Cette prise de position de Glaad est partagée par plusieurs associations françaises œuvrant pour les droits des personnes transgenres. Celles-ci, contactées par 42mag.fr, déclarent que le « cis gaze » – un terme désignant la manière dont les individus cisgenres perçoivent les personnes trans – est abondamment présent dans l’œuvre de Jacques Audiard. Morgann Gicquel, présidente d’Espace santé trans, exprime de vives critiques en soulignant que le film part d’un postulat « assez transphobe ». L’histoire est centrée sur la transformation d’une baronne de la drogue mexicaine qui cherche à se repentir. Selon Gicquel, la transition de genre du personnage est exploitée comme un mécanisme narratif pour illustrer un changement de personnalité, une idée qu’elle réfute en affirmant qu’une transition permet de devenir soi-même, pas de se métamorphoser radicalement en une autre personne.
Préjugés et Stéréotypes sur la Transition
L’intrigue, en présentant une héroïne trans qui tourne le dos au crime grâce à sa transition, perpétue un stéréotype inquiétant : celui que les femmes trans utilisent leur féminité dans un but intéressé, affirme Anaïs Perrin-Prevelle, présidente d’OUTrans. Selon elle, cela revient à nourrir une idée fausse de la transidentité comme outil à des fins personnelles, que ce soit pour échapper aux autorités ou triompher dans des compétitions. Le film tend à réduire la transition à une simple série de procédures médicales, un point de vue jugé caricatural par Perrin-Prevelle qui précise que la majorité des personnes transgenres ne perçoivent pas la chirurgie comme leur unique voie vers la féminité, une affirmation soutenue par une étude de l’Agence européenne pour les droits fondamentaux.
Des Représentations Drama et Incomprises
Le parcours tragique d’Emilia Pérez ne fait qu’alimenter une image stéréotypée et biaisée des vies transgenres. Jonas Ben Ahmed, acteur et formateur, regrette que les représentations cinématographiques des personnages trans soient souvent limitées à des destins tragiques ou non satisfaisants, une narration néfaste pour les jeunes trans qui ne voient autour d’eux que des futurs incertains ou tragiques.
Un Symbolisme Potentiellement Néfaste
Les implications d’une telle représentation peuvent être dangereuses, note Jonas Ben Ahmed, surtout face à des discriminations déjà présentes. Une étude danoise récente indique que le risque de tentative de suicide est significativement plus élevé chez les personnes transgenres, ce qui confère à ce type de représentation un potentiel d’influence négatif.

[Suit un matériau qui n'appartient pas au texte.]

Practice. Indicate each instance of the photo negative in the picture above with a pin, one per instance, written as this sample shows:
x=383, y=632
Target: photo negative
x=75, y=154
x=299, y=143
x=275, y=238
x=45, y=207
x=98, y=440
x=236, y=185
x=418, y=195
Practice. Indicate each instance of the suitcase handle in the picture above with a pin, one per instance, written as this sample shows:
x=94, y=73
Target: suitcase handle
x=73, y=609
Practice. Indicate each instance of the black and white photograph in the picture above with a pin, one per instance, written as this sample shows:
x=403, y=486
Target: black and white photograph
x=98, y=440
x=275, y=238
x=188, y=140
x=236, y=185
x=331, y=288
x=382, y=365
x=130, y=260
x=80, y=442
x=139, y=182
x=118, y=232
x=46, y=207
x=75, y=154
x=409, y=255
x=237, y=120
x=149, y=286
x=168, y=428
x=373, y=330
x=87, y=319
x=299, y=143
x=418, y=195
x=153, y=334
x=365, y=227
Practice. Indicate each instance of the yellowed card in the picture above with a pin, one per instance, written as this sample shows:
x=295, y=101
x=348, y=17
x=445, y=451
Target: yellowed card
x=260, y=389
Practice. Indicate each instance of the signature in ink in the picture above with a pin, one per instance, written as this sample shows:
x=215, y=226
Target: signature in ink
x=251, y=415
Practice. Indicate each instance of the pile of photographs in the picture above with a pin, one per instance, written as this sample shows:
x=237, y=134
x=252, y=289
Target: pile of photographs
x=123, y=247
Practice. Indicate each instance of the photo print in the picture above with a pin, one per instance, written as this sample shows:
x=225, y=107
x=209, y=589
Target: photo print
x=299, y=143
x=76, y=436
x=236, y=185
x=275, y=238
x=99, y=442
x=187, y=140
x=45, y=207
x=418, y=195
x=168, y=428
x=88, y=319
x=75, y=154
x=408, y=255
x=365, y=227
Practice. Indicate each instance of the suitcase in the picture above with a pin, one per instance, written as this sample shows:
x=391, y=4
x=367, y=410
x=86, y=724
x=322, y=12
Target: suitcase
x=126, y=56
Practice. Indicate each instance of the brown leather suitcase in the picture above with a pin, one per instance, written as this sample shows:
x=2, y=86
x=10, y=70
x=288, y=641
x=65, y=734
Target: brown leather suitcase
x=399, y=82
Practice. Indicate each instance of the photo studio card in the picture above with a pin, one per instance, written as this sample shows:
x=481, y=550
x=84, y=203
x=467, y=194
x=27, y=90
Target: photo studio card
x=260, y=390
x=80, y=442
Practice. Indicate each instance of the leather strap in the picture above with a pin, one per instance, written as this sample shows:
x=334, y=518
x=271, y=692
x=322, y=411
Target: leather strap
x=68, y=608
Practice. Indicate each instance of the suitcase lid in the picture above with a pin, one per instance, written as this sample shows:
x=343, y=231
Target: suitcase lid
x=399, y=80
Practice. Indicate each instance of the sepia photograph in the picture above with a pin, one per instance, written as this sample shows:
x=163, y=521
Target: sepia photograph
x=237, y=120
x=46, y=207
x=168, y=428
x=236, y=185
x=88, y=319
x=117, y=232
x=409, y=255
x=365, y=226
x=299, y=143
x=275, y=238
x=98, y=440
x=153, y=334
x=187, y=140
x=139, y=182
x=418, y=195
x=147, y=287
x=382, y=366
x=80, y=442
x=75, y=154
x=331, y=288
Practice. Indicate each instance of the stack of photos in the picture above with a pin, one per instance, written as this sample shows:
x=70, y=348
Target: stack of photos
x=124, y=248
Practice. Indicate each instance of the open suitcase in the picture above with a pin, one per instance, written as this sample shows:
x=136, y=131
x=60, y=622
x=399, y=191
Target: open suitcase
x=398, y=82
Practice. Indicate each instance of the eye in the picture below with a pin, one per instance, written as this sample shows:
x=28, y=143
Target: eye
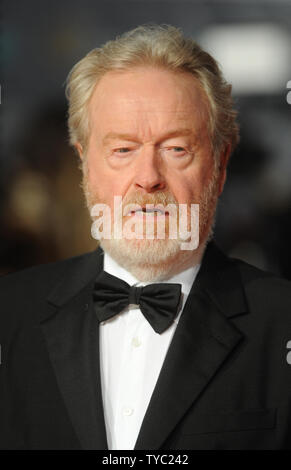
x=175, y=151
x=122, y=150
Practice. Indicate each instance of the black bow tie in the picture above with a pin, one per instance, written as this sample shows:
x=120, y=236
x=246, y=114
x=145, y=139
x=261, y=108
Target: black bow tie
x=158, y=302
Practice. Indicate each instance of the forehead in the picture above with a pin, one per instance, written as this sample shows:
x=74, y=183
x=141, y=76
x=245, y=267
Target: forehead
x=148, y=93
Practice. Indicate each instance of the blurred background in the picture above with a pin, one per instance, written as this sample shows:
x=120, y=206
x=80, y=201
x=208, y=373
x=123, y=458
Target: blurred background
x=42, y=211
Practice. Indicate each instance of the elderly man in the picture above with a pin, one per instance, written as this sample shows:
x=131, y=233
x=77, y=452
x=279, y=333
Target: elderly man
x=150, y=342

Ben Ahmed souligne l’importance de traiter ces sujets avec prudence, car leurs répercussions arrivent au quotidien dans la vie de ces individus.
La Nécessité d’une Intégration Authentique
Malgré un choix applaudi d’embaucher une actrice transgenre, Karla Sofia Gascon, pour incarner le personnage principal, il est vital de laisser les personnes concernées prendre part aux processus créatifs dès l’étape du scénario, soutient Morgann Gicquel, car la méconnaissance ou la malveillance involontaire risquent de compromettre le projet final, particulièrement lorsqu’il s’agit de sujets aussi sensibles.

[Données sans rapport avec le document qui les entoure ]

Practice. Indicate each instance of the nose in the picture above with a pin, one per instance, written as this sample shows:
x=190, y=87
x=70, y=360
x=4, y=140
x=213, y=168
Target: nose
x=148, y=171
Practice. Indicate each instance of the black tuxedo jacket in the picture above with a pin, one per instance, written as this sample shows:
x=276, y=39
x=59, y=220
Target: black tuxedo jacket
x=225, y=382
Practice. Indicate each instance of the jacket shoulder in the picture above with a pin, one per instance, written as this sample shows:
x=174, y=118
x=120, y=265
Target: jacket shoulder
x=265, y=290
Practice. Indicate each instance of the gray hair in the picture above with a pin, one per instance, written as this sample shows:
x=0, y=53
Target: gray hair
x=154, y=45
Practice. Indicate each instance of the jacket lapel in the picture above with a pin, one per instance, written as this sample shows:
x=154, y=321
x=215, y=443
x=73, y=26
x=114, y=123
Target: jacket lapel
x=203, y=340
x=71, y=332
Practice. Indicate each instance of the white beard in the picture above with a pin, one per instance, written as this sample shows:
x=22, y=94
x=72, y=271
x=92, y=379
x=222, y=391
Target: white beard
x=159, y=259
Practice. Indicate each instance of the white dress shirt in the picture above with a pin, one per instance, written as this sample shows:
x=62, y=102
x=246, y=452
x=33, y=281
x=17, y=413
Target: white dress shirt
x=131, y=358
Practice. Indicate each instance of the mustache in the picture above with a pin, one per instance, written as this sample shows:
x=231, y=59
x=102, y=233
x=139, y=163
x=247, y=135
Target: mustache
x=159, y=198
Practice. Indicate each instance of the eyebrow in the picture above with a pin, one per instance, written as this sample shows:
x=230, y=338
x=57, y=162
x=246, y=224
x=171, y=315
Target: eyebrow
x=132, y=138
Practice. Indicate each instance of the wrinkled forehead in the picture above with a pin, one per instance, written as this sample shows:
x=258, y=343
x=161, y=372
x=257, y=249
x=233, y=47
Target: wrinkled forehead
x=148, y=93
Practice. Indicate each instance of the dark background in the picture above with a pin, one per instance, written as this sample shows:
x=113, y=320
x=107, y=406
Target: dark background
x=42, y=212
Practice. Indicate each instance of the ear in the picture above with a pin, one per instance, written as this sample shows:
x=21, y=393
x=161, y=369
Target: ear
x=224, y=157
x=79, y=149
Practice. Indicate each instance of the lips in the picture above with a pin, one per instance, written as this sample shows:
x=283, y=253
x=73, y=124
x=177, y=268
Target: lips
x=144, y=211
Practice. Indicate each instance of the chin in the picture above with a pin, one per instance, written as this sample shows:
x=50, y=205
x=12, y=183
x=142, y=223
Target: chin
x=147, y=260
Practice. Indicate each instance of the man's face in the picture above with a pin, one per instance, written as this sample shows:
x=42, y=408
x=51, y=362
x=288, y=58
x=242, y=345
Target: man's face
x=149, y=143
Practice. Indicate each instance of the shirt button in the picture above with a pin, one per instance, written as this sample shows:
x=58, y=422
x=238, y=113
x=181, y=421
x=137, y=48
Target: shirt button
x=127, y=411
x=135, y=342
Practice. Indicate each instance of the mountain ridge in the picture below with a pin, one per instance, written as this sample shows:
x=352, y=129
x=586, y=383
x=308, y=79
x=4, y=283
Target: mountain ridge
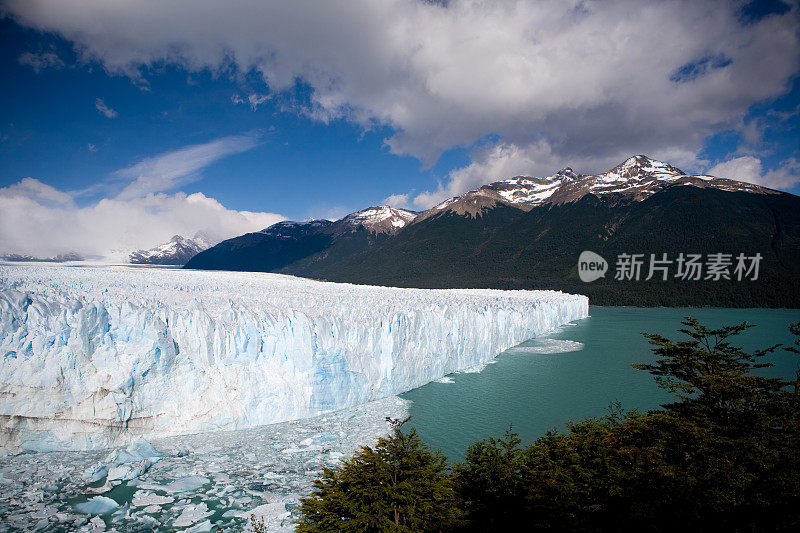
x=527, y=233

Un Débat dans un Contexte Social Élargi
Les remous entourant Emilia Pérez s’inscrivent dans un débat social de large portée. Le climat politique tendu aux États-Unis, incarné par le retour de Donald Trump et ses politiques peu favorables aux droits LGBTQ+, replace ce film au cœur d’enjeux plus profonds quant à la visibilité et les droits des personnes trans. Bien qu’Audiard n’ait pas explicitement répondu aux critiques, lors de la cérémonie des Golden Globes, il a dédié ses récompenses « à tous ceux qui se sentent inquiétés », encourageant à persévérer face à l’adversité.
Le film continue de faire débat, soumettant à la réflexion ses intentions et le impact de ses représentations dans un monde en constante évolution quant à la reconnaissance des diversités de genre.